American and British English are not that different from each other. They are about as different as Bahasa Malaysia is from Bahasa Indonesia. Speakers of each language can understand each other, with a little bit of accommodation on each side.

The differences between American and British English are perhaps most apparent in their pronunciations. For example, when there is an “r” within a word like “burn”, the Americans would pronounce the “r” while the British generally don’t – except for the Scots. Also, the “a” in many words like “pass”, “dance”, “chance” is pronounced like the “a” in “that” (indicated phonetically as /ae/) by Americans, while the British would use a long “a” sound as in “calm” (indicated phonetically as /a:/ – the colon denoting that the vowel is long.)

However, how many of us Malaysians who were partly educated in Britain or America really speak like the natives of those countries? Most of us will have a Malaysian accent, with a trace of British or American flavour in it. I don’t think there is anything wrong with that, as long as we can be clearly understood by other speakers of English, and don’t sound strained through trying too hard – and failing!

Let us look at how a few words of different origins are used or pronounced in British English, American English and in Malaysia. Since the Academy Awards were recently presented in Los Angeles and telecast live here, let us take the word “movie”. The word is of US origin, is an abbreviation for “moving picture” and has been in use since 1912.

The equivalent in British English is “film”. In 1950s Malaya, English-speaking people would say they were going to “see a film in a cinema”, or less formally, they were going to “the pictures”. I never heard anyone mention the word “movie” then. Nowadays, “movie” seems to be the preferred word, especially among the young. Even the British Daily Telegraph uses it interchangeably with “film”. For example, in its online edition of Feb 29, in the section called “Film”, the phrase “Movie reviews and previews” is written before “film news”. So, the word has not only gained currency in Malaysia: it has also sneaked into British English.

On the other hand, there is the word “fall”, in the US sense of “autumn”. It is not a US coinage, even in that sense.

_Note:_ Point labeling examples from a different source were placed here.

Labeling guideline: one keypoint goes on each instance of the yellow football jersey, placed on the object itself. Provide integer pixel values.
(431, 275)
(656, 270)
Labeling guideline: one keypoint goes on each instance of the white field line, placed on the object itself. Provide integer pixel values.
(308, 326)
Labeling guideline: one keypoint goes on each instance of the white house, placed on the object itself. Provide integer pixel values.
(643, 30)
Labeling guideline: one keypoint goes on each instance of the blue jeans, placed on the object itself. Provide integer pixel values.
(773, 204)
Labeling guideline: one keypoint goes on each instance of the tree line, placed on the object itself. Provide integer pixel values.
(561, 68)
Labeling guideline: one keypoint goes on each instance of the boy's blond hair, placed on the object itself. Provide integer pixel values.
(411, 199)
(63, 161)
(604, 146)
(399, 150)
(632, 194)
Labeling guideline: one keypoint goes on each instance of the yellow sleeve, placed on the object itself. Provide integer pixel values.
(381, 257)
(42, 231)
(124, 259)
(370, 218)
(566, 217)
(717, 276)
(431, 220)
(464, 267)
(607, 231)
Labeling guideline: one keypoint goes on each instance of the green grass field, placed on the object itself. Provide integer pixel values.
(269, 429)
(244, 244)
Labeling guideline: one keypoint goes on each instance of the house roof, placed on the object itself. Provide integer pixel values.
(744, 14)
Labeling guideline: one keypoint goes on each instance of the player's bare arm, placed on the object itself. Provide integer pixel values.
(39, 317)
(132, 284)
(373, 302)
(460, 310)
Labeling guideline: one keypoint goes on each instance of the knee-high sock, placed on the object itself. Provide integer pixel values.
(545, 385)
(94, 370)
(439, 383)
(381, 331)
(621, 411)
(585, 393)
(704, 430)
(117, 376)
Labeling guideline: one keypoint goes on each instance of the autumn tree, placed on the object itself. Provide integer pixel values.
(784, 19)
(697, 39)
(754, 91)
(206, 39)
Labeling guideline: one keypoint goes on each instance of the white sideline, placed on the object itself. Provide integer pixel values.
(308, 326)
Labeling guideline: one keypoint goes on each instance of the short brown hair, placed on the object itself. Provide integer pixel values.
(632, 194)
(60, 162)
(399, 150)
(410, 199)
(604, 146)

It was first used in British English in 1545 in its full form, “fall of the leaf”.

Although “fall” meaning “autumn” is only used in some dialects of British English now, the poet G.M. Hopkins used “Spring and Fall” as the title of one of his poems (published 1918) and the Scottish essayist and historian, Thomas Carlyle, used it in that sense in his biography of the Scottish author John Sterling: His first child … was born there … in the fall of that year 1831 (OED).

The word “momentarily” gave me a fright during my first visit to the US. It has different meanings in American English and British English. In the former, it means “very soon” or “in a moment”, while in British English it means “for a very short time”. Imagine my alarm, while travelling from one city in the US to another by plane, when I heard this announcement: “We will be landing momentarily in Atlanta.”

Since Atlanta was my destination, I thought I really had to hurry off the plane in the short time it would be on the runway! And what about my luggage? Then I calmed down, thinking, it must mean something a little different here; and it does!

To come to pronunciation, let’s take the word “vase”. It is usually pronounced /veis/ in the US and /va:z/ in British English and in Malaysia.

Many years ago, I was watching the film Plenty, with great admiration for Meryl Streep’s faultless English accent. Then she said “veis”! Well, her English accent was almost faultless.

The word “route” has an alternative pronunciation in the US: it sounds like “rout”. So don’t be surprised if while on a visit there, your bus driver says what sounds like: “We have a little change of ‘rout’ today.”